Internship M2 in Engineering (H-F)
- On-site
- Villeurbanne, Auvergne-Rhône-Alpes, France
- Research
Work information
· Duration: 6 months
· Work location: CESI Lyon
· Application deadline: open till filled.
Job description
Title : Bike sharing system rebalancing by reinforcement learning algorithms
Keywords: bike sharing system, bike repositionning, reinforcement learning
Description
This internship project focuses on a specific component of a broader initiative to improve the dynamic rebalancing of bike-sharing systems [1,2,3]. The problem is addressed in two stages. Based on data at the station and travel needs at a given moment t, the number of bicycles available and needed will be predicted at time t+1. Points of origin and destination can be grouped together to improve the performance of spatio-temporal calculations of flow gradients from the micro scale at the station to the city scale [3,4].
This approach will thus make it possible to predict more quickly the number of bicycles used on the network and at stations in order to obtain a quasi-dynamic description of the system [6,7]. In a second stage, using these new estimated input data, real-time rebalancing is deployed. A reinforcement learning algorithm is then used and trained to propose and refine the dynamic redistribution strategy for bicycles [8,9]. The advantage of this approach lies in its ability to adapt to contextual disturbances and to resolve issues on a large scale. However, this performance comes at a cost and is detrimental to ensuring the most optimised solution is achieved.
This internship will focus on the first stage of the project, which concerns the prediction and modeling of bicycle availability and demand dynamics. The objective will be to design and evaluate predictive models capable of capturing both spatial and temporal dependencies in the bikeshare system. The intern will explore and compare different machine learning approaches, such as time series forecasting, graph neural networks, or spatio-temporal convolutional architectures, to estimate short-term variations in bicycle flows at the station and network levels by using clustering, for example [10].

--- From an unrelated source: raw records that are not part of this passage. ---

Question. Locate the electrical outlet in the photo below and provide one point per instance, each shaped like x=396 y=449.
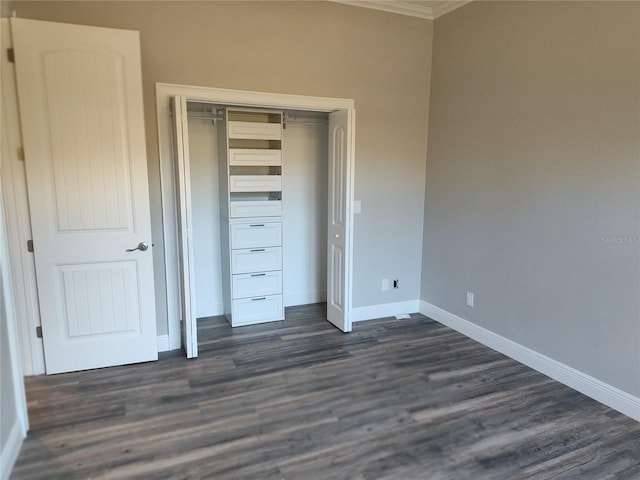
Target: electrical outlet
x=470 y=298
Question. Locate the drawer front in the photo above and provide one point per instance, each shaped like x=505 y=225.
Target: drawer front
x=251 y=235
x=255 y=130
x=257 y=284
x=256 y=310
x=257 y=208
x=256 y=260
x=255 y=183
x=250 y=157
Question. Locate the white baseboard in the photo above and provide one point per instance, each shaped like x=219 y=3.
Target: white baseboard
x=163 y=343
x=209 y=310
x=11 y=449
x=361 y=314
x=602 y=392
x=304 y=298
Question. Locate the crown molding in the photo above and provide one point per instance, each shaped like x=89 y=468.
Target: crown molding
x=447 y=7
x=415 y=9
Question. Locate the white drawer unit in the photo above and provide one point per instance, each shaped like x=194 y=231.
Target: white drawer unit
x=258 y=234
x=255 y=130
x=255 y=208
x=251 y=196
x=253 y=260
x=266 y=308
x=257 y=284
x=255 y=183
x=239 y=157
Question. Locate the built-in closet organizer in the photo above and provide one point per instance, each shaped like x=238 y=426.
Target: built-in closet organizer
x=250 y=176
x=272 y=187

The performance of the models will be evaluated against real operational data, and the results will serve as input for the reinforcement learning framework used in the second phase of the project .
Depending on the progress and interests of the intern, additional exploration may include studying the integration of uncertainty quantification in predictions or the use of online learning methods to adapt models in real time as new data become available.
The internship will provide the opportunity to gain hands-on experience in data science, spatio-temporal modeling, and urban mobility systems, while contributing to an innovative research topic with potential real-world applications.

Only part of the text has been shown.